Yes. And here are a few MORE reasons why.

In our recent post we considered, to what extent, the seller in the context of an M&A transaction should care about legal due diligence, and suggested that there are a number of important reasons why a seller should concern itself with legal due diligence in the face of an acquisition.

In addition to our thoughts on the utility of seller due diligence for the purpose of uncovering potential barriers to the sale of the target business, the seller will also want to ensure that it can actually make the representations and warranties that it has been asked to make in the purchase agreement. At the same time, it will want to instil confidence in the buyer that such representations and warranties are accurate and complete.

Although a great deal of dialogue about the target’s business will likely take place orally at meetings with management, through site visits and formal and informal presentations and discussions among representatives of both parties, the seller will want to provide comfort to the buyer by demonstrating the legitimacy of the statements made in the context of those discussions.

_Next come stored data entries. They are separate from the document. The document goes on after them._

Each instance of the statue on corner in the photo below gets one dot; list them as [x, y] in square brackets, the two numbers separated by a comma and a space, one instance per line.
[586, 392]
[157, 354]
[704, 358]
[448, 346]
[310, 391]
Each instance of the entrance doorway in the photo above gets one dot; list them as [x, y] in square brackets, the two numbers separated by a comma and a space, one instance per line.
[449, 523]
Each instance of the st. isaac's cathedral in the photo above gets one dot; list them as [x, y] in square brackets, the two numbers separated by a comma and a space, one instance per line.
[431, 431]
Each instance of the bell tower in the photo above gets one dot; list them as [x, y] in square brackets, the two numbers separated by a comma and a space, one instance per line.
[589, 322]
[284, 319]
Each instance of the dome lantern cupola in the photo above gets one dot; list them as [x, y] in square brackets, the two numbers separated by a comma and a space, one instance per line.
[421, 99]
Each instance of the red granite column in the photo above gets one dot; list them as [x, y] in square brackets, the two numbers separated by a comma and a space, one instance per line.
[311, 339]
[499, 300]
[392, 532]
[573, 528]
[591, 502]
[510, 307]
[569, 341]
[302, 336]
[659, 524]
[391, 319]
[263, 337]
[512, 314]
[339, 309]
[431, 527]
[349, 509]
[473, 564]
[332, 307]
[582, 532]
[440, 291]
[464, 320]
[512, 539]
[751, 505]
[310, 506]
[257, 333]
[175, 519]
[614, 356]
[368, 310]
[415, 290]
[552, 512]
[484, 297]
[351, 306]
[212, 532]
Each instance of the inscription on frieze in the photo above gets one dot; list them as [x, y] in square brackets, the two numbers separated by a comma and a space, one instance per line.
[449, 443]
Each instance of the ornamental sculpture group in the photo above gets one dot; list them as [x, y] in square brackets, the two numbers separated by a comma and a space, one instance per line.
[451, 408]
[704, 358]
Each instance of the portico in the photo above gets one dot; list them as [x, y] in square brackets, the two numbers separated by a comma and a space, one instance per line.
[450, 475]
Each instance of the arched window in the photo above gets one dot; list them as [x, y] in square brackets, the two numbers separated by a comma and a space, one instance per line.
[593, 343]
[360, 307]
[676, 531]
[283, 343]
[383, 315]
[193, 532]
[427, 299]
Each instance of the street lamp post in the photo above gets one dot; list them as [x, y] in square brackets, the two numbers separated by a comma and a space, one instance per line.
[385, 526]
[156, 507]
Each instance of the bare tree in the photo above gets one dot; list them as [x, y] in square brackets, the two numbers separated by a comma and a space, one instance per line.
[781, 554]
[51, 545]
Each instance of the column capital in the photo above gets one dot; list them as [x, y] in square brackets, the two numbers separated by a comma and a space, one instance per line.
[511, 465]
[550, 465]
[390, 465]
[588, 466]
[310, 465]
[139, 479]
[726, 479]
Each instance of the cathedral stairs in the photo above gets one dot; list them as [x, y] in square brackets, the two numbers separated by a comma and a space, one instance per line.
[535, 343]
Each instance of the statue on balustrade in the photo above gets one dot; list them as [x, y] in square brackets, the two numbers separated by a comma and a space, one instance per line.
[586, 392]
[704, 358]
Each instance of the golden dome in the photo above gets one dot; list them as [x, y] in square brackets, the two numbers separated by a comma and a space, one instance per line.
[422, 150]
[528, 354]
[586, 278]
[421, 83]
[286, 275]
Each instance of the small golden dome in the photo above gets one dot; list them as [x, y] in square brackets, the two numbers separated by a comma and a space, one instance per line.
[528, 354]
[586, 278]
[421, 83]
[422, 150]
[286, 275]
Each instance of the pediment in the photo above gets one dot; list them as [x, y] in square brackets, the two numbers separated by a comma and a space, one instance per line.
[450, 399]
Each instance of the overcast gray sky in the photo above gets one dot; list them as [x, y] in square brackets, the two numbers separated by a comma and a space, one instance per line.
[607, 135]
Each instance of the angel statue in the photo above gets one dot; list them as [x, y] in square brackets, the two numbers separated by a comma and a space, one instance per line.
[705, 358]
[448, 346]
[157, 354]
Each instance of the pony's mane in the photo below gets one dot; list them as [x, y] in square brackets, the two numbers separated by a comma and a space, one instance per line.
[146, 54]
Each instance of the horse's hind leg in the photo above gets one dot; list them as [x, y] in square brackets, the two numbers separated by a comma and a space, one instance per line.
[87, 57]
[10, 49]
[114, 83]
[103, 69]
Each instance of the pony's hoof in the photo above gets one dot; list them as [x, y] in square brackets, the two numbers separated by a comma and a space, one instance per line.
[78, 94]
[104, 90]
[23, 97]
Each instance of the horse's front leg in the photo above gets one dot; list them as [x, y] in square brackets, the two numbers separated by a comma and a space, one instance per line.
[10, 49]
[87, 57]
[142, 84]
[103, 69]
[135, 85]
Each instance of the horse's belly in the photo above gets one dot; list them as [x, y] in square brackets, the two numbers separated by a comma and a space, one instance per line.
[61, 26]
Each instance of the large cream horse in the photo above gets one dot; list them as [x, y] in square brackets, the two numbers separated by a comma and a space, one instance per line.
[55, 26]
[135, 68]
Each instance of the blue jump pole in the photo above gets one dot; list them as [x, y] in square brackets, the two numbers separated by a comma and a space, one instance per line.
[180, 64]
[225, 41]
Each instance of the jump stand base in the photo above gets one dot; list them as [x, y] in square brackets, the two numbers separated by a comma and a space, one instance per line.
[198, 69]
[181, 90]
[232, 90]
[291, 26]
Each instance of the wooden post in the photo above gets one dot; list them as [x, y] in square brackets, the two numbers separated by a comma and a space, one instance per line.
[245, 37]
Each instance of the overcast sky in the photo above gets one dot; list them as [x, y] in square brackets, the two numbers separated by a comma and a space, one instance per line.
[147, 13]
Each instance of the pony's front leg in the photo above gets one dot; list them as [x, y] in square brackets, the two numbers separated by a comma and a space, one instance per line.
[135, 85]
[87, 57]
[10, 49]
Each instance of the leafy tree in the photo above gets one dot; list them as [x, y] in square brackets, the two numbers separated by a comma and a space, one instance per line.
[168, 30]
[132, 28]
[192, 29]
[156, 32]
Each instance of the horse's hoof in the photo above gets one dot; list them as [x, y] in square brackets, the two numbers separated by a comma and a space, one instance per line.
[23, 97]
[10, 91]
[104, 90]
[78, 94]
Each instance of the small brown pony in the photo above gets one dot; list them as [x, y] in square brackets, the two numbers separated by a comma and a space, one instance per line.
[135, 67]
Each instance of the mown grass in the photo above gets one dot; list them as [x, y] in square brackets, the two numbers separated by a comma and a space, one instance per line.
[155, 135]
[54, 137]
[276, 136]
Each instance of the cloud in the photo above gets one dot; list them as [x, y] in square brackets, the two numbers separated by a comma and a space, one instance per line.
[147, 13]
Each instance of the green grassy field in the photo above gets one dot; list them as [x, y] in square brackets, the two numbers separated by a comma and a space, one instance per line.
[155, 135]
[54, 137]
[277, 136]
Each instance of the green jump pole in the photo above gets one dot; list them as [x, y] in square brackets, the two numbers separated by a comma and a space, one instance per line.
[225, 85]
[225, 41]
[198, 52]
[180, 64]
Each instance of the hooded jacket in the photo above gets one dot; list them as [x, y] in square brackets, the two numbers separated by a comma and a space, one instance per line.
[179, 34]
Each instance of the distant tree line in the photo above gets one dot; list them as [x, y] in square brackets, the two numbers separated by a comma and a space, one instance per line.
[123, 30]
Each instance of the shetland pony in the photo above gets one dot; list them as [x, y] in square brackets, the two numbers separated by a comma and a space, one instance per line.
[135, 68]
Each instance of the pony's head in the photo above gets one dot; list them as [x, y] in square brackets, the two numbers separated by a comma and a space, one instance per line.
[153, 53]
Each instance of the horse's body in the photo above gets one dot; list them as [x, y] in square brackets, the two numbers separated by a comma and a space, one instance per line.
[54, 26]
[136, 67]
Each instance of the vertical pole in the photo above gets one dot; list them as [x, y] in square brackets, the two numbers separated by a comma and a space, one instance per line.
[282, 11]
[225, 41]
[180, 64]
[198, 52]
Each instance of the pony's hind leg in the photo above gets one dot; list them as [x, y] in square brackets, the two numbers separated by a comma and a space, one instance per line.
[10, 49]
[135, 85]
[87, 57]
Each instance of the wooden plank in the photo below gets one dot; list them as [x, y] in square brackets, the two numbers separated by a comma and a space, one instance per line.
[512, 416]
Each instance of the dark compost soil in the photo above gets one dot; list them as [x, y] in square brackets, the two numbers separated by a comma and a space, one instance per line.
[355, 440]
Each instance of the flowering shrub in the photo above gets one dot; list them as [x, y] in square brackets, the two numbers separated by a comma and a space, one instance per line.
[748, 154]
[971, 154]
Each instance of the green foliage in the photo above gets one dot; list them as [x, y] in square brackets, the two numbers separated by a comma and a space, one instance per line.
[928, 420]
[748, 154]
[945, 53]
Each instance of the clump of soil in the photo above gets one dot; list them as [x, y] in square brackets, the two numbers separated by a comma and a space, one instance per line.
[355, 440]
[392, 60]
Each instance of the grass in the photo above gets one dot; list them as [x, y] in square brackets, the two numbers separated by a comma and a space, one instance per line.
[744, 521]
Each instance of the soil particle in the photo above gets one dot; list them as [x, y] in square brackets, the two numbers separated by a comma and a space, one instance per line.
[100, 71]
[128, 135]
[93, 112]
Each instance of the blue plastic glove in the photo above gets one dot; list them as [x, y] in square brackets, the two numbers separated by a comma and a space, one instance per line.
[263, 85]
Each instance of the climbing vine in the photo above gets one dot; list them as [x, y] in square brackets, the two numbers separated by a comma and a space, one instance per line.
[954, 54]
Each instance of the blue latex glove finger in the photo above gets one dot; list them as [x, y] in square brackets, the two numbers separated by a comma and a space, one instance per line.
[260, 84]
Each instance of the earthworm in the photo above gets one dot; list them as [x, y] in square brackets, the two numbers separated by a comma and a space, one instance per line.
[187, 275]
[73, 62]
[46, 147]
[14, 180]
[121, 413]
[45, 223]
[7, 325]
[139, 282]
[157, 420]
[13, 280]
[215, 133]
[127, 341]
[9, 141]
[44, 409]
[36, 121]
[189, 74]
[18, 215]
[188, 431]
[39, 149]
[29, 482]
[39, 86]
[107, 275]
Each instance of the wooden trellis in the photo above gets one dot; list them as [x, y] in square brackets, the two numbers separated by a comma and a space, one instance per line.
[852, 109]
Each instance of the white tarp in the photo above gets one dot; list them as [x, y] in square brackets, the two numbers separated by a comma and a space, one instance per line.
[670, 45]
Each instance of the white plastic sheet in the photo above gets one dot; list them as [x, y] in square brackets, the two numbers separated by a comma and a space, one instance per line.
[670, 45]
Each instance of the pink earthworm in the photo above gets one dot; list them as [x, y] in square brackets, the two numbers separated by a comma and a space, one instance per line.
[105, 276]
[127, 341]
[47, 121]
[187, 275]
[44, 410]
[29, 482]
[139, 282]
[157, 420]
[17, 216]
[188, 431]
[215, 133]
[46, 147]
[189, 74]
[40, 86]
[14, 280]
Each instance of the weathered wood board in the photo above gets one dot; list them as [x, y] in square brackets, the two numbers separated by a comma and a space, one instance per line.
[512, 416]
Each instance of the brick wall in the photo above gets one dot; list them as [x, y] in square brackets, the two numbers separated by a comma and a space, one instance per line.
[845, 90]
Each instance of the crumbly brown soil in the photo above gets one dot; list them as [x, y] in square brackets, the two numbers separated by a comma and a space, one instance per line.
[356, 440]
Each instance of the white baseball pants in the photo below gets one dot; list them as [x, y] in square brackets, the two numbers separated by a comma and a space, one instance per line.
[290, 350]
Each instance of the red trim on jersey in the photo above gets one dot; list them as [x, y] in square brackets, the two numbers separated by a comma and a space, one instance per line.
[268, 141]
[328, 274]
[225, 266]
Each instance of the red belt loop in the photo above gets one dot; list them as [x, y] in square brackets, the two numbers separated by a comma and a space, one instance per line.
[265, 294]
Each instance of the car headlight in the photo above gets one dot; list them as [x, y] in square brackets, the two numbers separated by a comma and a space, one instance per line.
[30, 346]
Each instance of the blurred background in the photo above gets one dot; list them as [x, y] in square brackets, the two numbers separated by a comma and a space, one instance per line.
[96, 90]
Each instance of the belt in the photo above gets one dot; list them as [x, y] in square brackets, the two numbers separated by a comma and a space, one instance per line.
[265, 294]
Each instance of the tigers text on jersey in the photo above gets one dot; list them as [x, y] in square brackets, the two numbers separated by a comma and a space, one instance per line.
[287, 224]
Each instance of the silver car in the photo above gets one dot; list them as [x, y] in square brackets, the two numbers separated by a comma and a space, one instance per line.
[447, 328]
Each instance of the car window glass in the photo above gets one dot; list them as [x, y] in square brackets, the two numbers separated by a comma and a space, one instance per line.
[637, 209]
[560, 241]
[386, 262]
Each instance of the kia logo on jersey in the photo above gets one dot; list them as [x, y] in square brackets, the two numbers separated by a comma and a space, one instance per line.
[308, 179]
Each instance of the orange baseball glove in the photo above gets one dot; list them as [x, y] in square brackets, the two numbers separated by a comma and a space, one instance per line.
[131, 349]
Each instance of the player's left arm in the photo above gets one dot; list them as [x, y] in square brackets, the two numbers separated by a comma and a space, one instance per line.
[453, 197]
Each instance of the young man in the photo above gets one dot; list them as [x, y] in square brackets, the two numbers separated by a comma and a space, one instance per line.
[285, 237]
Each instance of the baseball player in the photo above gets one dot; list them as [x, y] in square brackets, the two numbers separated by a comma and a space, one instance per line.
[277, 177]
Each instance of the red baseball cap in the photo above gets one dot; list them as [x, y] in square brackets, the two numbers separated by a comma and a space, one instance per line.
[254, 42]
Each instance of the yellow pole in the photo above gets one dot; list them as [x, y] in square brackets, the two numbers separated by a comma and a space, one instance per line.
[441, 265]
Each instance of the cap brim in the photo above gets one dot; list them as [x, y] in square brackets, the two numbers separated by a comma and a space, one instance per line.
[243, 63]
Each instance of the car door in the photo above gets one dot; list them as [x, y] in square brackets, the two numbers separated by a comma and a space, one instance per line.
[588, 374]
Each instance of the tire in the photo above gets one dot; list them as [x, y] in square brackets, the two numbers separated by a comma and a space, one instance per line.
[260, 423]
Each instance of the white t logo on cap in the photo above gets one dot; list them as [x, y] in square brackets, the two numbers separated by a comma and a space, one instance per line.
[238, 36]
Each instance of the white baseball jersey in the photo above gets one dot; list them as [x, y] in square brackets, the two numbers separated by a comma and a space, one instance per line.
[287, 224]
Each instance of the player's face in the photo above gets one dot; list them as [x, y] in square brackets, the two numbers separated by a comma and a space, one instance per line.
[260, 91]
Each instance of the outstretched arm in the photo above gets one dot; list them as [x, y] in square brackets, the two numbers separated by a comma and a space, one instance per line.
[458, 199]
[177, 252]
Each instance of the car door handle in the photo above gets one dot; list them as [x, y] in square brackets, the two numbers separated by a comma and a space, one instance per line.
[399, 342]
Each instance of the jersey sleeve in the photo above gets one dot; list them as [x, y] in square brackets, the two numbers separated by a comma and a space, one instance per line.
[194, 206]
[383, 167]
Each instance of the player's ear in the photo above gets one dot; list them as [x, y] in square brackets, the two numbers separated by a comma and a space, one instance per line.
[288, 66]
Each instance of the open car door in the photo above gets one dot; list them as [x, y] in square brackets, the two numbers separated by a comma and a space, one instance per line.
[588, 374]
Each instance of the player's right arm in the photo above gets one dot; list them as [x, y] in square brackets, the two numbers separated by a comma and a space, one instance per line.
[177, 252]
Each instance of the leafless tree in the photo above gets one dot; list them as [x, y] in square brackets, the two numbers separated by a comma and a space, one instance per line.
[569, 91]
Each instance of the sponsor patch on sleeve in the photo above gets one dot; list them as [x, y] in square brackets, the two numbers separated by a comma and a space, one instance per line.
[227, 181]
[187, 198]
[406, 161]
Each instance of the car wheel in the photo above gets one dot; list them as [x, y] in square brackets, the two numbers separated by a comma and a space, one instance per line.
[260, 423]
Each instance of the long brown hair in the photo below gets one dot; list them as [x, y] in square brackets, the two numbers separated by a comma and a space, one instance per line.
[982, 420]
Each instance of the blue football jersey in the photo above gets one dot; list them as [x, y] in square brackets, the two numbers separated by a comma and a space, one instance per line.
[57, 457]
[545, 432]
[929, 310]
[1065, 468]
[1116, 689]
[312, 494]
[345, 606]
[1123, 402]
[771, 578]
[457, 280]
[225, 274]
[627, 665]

This in turn will have a direct impact on the underlying economic considerations of the transaction, including, in many cases, the buyer’s decision of whether to go through with the deal at all, and at what price.

Although when we think of legal due diligence we often envision the buyer and its counsel poring through paper or electronic documents in a data room, sellers should keep in mind that the due diligence process can be used to their advantage, not only to help ensure the completion of the sale, but also at the best possible price.